Apologies

A very late, very scattered blog post for this week. My poor poor paper has taken a massive back seat to the mayhem of halloween and, of course, THIS STUPID ELECTION. I can’t wait until it’s over. Anyway, here’s my scattered post, late and rambling. Many apologies.
1) -Keywords: truth, fiction, reality-based, life-based, character based
-Themes: readers’ clinging to memoir/autobiography/non-fiction in contemporary America; possible time-frame post 9/11 America. Or, comparing/contrasting to other trends/movements in literature [surrealism/magical realism, stream of consiousness?]. Or, blurring the lines somehow between fiction and non-fiction.
-Approach: Cultural studies? dare I say, structuralist? This area is sooo cloudy.
2) Haven’t ruled out Woolf. If I chose Woolf, I’d probably work with her essays about the craft of writing. I found some dynamite quotes:
“Every secret of a writer’s soul, every experience of his life, every quality of his mind is written large in his works.”
“Fiction is like a spider’s web, attached ever so slightly perhaps, but still attached to life at all four corners. Often the attachment is scarcely perceptible.”
“If you do not tell the truth about yourself you cannot tell it about other people.”
At least me and V are somewhat on the same page. I’m still deciding between Frey’s A million Little Pieces and Capote’s In Cold Blood as my primary texts. I hope some of you who’ve read either piece can point me in one direction or the other. The other one that I don’t pick will certainly get honorable mention in my piece. Would using both as primary texts be out of the question?

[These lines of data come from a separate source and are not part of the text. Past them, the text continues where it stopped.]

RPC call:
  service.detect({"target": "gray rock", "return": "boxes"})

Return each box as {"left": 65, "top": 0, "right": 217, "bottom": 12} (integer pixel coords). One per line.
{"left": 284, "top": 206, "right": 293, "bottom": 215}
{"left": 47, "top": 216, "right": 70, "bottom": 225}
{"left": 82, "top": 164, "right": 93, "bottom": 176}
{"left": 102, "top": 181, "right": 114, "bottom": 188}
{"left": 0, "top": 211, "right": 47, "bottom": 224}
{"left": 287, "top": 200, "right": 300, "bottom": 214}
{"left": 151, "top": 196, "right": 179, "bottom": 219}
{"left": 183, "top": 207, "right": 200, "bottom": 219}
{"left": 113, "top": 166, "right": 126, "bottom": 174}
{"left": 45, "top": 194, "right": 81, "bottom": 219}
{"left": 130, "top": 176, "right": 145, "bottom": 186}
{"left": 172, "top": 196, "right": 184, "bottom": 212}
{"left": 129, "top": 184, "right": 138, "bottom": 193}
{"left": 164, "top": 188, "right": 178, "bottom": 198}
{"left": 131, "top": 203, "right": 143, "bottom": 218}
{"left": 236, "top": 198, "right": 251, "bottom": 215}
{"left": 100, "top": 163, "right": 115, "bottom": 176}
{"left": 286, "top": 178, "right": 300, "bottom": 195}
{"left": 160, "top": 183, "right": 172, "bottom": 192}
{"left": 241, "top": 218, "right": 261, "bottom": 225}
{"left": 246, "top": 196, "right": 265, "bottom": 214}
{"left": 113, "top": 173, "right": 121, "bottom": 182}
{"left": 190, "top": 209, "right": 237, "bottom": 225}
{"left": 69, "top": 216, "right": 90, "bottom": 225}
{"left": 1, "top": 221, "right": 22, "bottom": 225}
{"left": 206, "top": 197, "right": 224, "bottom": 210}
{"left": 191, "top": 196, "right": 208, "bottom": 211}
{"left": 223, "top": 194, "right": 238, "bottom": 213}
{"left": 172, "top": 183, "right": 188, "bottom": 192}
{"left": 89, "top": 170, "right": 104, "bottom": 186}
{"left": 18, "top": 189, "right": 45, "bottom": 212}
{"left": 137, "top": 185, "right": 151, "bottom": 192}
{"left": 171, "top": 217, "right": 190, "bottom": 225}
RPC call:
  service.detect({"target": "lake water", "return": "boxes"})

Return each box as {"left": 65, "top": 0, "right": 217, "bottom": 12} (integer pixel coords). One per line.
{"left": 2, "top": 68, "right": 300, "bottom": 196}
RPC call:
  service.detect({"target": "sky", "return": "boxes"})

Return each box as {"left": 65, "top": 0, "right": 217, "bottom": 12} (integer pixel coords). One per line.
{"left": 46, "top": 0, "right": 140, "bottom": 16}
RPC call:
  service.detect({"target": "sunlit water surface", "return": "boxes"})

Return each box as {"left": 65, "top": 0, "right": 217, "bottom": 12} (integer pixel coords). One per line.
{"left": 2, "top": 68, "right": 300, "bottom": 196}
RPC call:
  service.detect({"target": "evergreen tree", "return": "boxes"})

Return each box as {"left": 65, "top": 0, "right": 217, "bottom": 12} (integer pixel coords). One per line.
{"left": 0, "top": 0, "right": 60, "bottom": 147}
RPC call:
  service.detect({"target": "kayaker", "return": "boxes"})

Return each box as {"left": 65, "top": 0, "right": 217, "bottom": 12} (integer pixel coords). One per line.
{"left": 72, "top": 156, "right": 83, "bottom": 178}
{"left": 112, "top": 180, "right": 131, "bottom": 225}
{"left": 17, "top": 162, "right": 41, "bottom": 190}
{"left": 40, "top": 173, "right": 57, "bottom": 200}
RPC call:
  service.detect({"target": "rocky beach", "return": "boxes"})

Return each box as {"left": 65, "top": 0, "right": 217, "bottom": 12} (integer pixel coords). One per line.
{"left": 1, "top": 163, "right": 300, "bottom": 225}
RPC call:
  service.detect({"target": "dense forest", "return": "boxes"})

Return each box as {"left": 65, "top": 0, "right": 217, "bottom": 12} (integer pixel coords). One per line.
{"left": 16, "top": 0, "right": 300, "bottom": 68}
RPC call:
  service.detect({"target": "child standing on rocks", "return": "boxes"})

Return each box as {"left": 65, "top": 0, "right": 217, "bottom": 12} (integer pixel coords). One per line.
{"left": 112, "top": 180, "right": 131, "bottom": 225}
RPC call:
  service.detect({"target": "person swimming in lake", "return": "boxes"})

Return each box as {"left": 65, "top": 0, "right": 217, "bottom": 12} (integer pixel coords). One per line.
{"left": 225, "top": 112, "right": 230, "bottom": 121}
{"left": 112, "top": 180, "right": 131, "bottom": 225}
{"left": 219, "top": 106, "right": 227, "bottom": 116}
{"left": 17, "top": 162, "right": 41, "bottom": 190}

3) Plat of attack: Yikes. I am so unprepared. I need major input. I should have wrote this blog earlier. Melt down. Ummm, I suppose figuring out what the hell I want to talk about would be a good place to start. I think Middleton is going to be scheduling a meeting with me right quick. At least I’m being honest, right? After that, I know the argument I want to make but I don’t know who, if anyone, would support me out there in the literary world. I want to argue that there is a distinct craving for non-fiction/fact based literature in contemporary America, thus the dawning of creative non-fiction, and I want to talk about how this changes the novel. How does this change the novel? Good question. That’s the next step. I’d say it leaves little room for disconnected, fractional narratives within the 21st century literary construct. What is a fractional narrative? God I’m having a Vaneeta-define-your-terms moment so hard right now. Maybe what I mean is people don’t want to read about people with perfect lives anymore. Perhaps a good starting point would be the stream of consciousness movement since it started to try and imitate the actual thoughts of real people. Yes, that’s what I’m going with for now.